Usually an action has several possible outcomes.
For example, login might behave differently depending on
whether the username and password are correct, incorrect,
too long, too short or just non-existent.
The action point is the act of logging in and the validation
point verifies the outcome when using valid, invalid, too long,
too short or just non-existent usernames and passwords.
33. Navigation Point
Navigation points traverse to the action point or the validation
point so it can be executed.
For example, there are websites that have a navigation bar on
the top no matter which page is loaded.
In this case the navigation point simply clicks on the link in the
navigation bar while on any of the pages in order to load the
page to perform the action or validation.
34. Data Flow Testing
In data flow-based testing, the control flow graph is
annotated with information about how the program
variables are defined and used. Different criteria
exercise with varying degrees of precision how a
value assigned to a variable is used along different
control flow paths.
35. Additional Types of Tests
Performance testing Testing conducted to evaluate the compliance of a system
or component with specified performance requirements.

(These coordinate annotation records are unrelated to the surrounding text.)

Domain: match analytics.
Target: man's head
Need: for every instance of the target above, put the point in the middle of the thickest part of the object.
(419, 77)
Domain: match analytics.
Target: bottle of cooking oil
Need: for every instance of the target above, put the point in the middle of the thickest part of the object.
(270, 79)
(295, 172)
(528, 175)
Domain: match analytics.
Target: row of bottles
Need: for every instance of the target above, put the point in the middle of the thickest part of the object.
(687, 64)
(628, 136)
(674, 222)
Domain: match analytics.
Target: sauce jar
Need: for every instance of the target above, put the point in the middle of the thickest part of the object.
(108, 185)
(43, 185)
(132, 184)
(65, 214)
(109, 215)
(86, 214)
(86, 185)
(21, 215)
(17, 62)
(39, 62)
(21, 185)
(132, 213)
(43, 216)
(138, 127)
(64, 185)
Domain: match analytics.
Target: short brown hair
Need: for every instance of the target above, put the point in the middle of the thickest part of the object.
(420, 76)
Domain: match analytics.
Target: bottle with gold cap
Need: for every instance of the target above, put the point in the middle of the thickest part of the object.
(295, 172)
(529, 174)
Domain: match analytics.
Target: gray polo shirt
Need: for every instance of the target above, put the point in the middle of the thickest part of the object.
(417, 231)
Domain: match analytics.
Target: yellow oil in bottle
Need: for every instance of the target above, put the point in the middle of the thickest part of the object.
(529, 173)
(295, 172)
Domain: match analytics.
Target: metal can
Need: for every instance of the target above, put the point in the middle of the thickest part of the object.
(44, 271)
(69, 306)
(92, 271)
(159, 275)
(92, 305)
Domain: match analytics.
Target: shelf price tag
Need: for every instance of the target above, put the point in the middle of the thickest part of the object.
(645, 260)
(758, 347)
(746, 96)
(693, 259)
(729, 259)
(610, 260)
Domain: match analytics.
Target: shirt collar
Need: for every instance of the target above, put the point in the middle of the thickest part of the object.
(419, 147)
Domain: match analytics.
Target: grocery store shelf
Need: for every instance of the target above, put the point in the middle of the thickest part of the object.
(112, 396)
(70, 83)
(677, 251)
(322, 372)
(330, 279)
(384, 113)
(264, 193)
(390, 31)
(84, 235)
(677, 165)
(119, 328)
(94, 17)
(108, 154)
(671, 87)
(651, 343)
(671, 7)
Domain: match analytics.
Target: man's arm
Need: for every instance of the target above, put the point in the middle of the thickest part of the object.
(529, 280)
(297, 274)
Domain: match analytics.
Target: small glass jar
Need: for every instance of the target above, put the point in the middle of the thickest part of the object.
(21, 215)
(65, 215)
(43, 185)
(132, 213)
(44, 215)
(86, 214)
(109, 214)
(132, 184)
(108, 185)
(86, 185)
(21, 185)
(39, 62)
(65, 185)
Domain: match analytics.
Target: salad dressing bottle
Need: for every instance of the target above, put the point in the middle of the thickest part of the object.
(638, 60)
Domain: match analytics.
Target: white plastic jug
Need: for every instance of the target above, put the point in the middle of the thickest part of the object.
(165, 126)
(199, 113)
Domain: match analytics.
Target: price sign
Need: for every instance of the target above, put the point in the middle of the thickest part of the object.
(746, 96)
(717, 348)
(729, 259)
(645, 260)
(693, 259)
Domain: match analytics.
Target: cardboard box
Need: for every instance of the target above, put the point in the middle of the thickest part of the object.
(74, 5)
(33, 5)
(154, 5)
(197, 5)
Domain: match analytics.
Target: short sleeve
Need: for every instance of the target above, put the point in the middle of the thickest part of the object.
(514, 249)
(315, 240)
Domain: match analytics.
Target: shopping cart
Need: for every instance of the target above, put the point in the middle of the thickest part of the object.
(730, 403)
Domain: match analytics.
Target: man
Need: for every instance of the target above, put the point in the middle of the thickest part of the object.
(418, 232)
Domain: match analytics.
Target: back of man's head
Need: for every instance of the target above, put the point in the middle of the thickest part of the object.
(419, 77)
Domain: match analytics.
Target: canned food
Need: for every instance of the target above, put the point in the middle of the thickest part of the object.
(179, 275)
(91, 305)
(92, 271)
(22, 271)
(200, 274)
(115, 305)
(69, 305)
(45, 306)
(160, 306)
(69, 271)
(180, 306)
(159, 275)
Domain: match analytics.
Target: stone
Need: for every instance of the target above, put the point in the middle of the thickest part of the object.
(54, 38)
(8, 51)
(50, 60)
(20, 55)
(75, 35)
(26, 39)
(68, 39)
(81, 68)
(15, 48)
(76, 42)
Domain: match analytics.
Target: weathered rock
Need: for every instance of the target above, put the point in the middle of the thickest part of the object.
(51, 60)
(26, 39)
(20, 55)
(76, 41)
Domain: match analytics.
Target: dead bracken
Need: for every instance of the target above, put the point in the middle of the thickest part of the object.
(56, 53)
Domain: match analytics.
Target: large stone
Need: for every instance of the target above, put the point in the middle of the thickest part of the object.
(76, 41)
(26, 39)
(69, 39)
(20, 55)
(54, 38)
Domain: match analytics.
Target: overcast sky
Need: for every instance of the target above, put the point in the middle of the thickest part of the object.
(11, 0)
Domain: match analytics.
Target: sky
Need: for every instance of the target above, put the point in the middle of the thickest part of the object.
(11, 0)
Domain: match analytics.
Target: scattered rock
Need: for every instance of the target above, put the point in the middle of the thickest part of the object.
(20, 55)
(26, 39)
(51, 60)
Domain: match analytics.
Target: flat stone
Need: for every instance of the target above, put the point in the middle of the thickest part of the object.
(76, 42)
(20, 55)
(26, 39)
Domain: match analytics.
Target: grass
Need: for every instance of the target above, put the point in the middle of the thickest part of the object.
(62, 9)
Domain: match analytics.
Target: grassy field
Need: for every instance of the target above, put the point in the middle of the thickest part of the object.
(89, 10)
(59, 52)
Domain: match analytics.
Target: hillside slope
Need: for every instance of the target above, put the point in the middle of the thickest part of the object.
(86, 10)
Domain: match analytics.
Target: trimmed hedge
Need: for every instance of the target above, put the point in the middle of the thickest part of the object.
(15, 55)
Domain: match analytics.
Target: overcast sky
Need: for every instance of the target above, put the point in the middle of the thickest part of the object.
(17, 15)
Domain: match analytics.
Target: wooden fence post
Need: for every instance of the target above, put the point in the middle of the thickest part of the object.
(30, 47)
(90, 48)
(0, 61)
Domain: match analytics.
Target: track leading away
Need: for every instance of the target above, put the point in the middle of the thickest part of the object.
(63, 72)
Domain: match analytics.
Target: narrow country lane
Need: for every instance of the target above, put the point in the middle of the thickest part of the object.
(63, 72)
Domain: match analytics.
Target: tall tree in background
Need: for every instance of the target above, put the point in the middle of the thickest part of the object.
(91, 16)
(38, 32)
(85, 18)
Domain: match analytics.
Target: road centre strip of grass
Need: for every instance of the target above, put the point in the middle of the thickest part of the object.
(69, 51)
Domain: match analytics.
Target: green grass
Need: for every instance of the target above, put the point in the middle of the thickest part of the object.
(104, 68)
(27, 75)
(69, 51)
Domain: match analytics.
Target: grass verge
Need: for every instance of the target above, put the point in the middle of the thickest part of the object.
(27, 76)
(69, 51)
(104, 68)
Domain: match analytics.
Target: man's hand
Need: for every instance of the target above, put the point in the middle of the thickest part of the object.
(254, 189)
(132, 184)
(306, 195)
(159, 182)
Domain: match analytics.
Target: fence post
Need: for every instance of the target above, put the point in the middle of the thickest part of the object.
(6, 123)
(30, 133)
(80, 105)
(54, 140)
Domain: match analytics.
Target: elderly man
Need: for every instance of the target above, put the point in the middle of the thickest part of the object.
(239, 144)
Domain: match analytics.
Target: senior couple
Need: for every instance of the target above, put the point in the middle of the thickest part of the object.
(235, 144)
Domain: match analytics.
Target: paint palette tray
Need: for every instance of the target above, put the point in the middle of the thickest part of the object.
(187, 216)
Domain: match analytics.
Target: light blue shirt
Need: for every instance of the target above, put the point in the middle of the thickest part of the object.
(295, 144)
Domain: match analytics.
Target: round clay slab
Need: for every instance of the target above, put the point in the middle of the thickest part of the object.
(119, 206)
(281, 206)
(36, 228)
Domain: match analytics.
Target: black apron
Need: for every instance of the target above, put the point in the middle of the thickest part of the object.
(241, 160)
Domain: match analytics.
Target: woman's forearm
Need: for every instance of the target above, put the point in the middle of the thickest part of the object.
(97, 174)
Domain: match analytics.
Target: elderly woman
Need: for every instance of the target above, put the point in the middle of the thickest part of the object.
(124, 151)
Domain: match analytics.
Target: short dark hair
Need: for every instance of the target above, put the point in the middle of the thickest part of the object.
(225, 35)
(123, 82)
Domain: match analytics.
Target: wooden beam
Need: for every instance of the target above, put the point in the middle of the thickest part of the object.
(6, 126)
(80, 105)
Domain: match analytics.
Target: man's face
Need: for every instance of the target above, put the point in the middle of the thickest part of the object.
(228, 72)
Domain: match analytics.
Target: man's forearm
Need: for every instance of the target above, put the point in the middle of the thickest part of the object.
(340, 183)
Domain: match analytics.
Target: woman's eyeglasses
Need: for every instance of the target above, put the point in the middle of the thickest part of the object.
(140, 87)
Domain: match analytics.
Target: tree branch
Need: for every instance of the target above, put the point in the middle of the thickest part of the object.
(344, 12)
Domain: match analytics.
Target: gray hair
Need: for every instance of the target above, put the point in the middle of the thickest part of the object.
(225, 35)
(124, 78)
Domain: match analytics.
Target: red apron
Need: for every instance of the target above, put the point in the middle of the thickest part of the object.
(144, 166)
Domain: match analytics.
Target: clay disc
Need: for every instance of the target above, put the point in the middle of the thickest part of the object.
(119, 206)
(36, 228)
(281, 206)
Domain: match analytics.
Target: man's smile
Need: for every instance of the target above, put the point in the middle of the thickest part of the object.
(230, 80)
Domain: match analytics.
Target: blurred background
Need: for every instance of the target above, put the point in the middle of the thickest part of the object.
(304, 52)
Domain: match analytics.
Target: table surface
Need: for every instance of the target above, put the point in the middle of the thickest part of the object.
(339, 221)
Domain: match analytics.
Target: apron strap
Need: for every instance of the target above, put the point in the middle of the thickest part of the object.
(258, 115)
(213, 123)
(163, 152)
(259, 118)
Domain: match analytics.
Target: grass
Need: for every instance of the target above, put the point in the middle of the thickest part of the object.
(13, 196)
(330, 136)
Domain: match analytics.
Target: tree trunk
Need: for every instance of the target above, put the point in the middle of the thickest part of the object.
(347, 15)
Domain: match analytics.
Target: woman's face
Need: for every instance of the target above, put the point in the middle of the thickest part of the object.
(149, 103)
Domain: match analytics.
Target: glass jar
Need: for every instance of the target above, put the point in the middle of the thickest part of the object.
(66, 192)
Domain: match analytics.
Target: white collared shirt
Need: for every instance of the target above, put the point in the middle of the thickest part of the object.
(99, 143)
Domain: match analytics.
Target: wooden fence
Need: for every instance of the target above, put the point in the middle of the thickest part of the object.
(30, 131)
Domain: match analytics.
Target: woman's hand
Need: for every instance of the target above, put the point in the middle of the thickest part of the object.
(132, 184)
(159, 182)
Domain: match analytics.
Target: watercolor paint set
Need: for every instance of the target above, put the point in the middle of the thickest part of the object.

Usability testing Testing conducted to evaluate the extent to which a user
can learn to operate, prepare inputs for, and interpret
outputs of a system or component.
Stress testing Testing conducted to evaluate a system or component at
or beyond the limits of its specification or requirement.
Smoke test A group of test cases that establish that the system is
stable and all major functionality is present and works
under “normal” conditions.
Robustness testing Testing whereby test cases are chosen outside the
domain to test robustness to unexpected, erroneous input.